# Ogre Bulls and Ironguts command, help plz!



## the-graven (Apr 26, 2010)

Ok I'm doubting about command, what command for bulls and for Ironguts, I think banners will help(+1 CR is appreciated since they lack CR), musician for draws and rallying, I don't think I need champions, plz help are banners and musicians worth it.


----------



## Durzod (Nov 24, 2009)

If you've got the points, musicians are a good investment. They break ties and give +1 Ld for rallying.
Standards depend on the size of the unit. If it's a minimum size, probably not as the loss of a standard is +100 VP for the enemy and +1CR probably won't help .

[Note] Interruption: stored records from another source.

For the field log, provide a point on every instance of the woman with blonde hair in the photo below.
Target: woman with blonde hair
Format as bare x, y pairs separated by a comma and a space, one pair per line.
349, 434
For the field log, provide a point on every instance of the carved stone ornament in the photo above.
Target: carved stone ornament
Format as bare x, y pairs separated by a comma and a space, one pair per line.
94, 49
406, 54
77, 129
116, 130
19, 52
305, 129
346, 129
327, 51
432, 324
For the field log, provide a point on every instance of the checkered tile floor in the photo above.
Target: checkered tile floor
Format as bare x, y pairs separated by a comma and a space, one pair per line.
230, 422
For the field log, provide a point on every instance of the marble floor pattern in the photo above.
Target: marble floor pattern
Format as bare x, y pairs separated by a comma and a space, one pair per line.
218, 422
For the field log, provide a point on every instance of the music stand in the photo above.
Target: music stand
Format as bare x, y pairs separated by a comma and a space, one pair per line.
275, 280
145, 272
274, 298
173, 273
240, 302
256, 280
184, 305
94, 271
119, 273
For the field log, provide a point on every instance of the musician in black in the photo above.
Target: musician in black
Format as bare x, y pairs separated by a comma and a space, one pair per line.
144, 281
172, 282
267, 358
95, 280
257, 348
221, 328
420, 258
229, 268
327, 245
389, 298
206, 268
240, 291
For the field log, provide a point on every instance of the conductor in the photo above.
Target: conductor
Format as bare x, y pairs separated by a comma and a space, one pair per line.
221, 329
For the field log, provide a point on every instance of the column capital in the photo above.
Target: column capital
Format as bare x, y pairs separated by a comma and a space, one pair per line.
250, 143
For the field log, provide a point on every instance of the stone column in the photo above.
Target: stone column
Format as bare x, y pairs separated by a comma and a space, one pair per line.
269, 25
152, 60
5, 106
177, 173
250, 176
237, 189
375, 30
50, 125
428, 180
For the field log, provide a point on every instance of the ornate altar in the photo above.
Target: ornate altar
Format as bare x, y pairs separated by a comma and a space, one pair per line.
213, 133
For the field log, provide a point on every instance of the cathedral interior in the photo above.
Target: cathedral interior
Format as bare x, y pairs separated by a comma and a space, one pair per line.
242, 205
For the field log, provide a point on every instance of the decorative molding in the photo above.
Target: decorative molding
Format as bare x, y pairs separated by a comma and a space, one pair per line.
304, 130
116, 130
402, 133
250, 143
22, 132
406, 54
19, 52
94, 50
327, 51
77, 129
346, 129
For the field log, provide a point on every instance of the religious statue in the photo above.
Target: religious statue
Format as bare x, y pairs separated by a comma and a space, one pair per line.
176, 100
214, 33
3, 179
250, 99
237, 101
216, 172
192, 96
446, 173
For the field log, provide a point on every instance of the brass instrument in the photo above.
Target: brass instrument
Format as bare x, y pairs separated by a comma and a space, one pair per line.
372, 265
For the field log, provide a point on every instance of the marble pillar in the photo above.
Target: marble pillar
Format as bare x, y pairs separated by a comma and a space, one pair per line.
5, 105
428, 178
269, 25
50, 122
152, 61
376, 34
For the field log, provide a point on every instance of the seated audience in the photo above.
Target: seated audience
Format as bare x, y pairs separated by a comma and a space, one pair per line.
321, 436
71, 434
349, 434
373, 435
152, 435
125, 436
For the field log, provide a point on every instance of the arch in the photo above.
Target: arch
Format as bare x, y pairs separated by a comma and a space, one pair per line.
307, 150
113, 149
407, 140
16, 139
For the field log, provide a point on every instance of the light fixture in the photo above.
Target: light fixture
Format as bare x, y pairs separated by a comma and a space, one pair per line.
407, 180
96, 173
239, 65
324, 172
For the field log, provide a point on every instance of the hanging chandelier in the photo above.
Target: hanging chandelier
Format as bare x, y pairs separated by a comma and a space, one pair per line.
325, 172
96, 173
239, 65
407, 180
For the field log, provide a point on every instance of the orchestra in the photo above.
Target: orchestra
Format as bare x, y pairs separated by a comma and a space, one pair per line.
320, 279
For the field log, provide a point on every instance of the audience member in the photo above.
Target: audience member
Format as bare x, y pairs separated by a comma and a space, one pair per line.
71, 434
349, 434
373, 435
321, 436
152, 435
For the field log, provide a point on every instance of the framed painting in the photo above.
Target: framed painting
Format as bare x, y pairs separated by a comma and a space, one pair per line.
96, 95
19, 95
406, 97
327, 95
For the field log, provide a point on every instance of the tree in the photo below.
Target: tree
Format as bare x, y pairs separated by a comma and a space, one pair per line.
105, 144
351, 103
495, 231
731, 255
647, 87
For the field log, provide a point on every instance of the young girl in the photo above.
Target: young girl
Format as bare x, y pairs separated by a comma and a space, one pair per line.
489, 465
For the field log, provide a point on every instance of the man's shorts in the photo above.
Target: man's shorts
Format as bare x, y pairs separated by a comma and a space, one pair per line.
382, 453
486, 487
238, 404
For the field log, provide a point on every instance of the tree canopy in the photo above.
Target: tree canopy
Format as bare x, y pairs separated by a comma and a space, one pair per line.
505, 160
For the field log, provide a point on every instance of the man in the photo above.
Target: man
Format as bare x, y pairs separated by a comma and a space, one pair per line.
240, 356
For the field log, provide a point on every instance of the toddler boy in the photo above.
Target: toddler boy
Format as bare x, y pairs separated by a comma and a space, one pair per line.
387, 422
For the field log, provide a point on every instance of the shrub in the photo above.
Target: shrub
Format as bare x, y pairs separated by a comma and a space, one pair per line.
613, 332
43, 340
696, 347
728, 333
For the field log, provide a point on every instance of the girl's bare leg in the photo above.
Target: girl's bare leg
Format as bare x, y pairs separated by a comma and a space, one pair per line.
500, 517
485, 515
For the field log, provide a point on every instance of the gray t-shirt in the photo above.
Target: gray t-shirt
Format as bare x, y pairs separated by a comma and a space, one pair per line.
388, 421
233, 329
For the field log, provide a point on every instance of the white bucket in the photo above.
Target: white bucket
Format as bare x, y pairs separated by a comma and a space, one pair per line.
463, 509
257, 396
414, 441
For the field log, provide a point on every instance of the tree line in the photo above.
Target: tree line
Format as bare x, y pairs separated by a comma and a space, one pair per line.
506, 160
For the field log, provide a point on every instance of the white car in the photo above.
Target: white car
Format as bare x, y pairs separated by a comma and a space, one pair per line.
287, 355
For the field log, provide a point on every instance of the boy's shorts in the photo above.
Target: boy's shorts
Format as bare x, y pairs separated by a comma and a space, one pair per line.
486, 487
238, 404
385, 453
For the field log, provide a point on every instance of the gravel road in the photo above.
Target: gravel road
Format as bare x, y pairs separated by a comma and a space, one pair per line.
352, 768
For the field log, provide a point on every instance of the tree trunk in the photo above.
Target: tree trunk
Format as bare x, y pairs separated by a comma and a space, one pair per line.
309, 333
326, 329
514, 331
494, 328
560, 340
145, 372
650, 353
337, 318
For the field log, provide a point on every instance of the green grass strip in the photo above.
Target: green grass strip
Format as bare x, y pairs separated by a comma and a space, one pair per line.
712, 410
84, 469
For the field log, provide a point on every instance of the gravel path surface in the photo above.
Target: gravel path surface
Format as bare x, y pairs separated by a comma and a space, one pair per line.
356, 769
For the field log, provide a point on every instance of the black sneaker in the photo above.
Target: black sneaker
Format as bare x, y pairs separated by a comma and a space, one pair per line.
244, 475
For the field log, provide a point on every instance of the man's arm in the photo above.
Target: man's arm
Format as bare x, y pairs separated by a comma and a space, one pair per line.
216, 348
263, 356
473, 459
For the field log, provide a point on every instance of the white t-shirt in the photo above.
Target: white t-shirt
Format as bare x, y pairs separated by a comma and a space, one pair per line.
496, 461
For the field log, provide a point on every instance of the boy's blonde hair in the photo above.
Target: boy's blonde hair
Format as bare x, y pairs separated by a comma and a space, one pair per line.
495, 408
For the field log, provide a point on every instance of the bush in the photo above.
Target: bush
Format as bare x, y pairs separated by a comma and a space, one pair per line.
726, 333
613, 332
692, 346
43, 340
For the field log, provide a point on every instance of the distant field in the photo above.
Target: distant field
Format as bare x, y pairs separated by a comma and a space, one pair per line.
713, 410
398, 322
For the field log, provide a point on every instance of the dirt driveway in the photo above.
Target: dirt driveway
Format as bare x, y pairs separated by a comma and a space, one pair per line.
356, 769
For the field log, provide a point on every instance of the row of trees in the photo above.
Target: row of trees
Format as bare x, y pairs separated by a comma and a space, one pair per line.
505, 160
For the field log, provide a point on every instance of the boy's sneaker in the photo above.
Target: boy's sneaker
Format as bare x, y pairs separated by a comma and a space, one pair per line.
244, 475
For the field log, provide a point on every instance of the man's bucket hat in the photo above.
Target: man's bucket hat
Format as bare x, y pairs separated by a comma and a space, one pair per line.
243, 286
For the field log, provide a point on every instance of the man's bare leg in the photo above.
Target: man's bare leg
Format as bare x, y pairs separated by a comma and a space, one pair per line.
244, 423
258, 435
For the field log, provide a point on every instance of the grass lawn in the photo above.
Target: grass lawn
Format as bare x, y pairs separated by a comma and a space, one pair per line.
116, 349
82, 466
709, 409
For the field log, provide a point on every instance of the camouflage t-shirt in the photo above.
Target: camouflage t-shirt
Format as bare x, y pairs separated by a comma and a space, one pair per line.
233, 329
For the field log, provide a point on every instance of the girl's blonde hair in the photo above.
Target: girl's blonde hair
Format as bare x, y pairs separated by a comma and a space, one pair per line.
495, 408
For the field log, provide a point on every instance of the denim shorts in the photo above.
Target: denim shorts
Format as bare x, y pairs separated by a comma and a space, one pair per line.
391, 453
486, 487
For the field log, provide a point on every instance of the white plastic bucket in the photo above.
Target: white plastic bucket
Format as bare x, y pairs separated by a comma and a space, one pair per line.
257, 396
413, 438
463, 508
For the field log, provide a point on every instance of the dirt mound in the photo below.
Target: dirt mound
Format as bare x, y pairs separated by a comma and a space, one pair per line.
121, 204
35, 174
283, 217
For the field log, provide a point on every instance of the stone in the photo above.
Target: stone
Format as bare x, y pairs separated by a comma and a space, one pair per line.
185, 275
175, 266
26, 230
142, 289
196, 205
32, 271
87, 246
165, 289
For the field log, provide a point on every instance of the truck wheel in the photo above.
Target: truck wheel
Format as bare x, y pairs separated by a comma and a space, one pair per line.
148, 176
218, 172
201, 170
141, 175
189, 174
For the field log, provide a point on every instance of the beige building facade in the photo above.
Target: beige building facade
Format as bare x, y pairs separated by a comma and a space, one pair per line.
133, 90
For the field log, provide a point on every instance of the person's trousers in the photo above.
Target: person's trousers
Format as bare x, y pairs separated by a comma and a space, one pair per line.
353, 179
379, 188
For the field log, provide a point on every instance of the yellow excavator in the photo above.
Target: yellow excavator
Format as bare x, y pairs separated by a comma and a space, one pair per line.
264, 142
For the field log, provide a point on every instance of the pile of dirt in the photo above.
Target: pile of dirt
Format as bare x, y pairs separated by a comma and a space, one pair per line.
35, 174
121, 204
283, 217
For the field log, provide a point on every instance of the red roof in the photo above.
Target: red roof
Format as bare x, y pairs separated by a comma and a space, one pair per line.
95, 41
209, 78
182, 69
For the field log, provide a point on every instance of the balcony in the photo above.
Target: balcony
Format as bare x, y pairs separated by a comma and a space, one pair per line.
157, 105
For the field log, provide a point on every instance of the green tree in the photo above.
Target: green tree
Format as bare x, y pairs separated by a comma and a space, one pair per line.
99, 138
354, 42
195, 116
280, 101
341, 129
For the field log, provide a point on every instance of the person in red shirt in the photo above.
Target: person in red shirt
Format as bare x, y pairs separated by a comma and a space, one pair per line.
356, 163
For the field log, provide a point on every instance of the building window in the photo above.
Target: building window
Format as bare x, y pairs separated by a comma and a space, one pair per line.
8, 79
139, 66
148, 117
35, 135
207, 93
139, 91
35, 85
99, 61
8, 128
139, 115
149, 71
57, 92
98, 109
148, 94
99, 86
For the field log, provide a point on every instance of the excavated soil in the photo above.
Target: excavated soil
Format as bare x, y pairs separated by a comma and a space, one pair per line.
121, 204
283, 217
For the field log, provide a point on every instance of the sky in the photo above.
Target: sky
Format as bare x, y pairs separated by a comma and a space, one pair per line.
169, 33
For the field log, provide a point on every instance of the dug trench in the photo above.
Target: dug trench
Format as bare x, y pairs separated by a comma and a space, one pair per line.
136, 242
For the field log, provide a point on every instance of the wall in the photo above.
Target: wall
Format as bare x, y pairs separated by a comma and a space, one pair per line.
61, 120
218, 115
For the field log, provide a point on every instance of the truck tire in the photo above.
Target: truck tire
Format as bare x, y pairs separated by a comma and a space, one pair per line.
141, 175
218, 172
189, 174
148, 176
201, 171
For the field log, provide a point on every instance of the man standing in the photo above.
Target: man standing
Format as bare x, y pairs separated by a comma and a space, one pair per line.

All this is 7th edition. I understand the rules for command models are gonna expand/change in 8th ed, so all this may be just so much hot air. Also I'm not an ogre expert, I've just played against them a bit. But these guidelines apply to pretty much any army at the moment.


----------



## Creon (Mar 5, 2009)

Champions are generally only important when you're losing all your front rank to attacks. Ogres generally don't, so I'd say you should have a banner and a musician, but a champion is iffy. An extra attack is nice, but it's an expensive extra attack. It also allows you to be challenge-proof, as no characters are there. If you add characters to a unit, always have a champion to accept challenges.


----------



## Blueberrypop (Apr 27, 2010)

take the musician if you have the points banner is a NO GO and champion maybe depending if you have a spare 20 pts


----------



## neilbatte (Jan 2, 2008)

Champions are far too expensive for the extra attack the only exception to this is in leadbelcher units as you can alocate them wounds to keep the unit going at full strength.
Battle standards in small units are just free victory point to your opponent, The only battle standard I take is in 1 unit of ironguts so that I can equip the runemaw to protect my lord.
Musicians are best used if you have the points as they can help rally but I will always try and get as many bulls/ ironguts on the table as possible rather than any extra unit buffs or equiptment.
Obviously this could all change next month with the new rules but for 7th these are the basics.


----------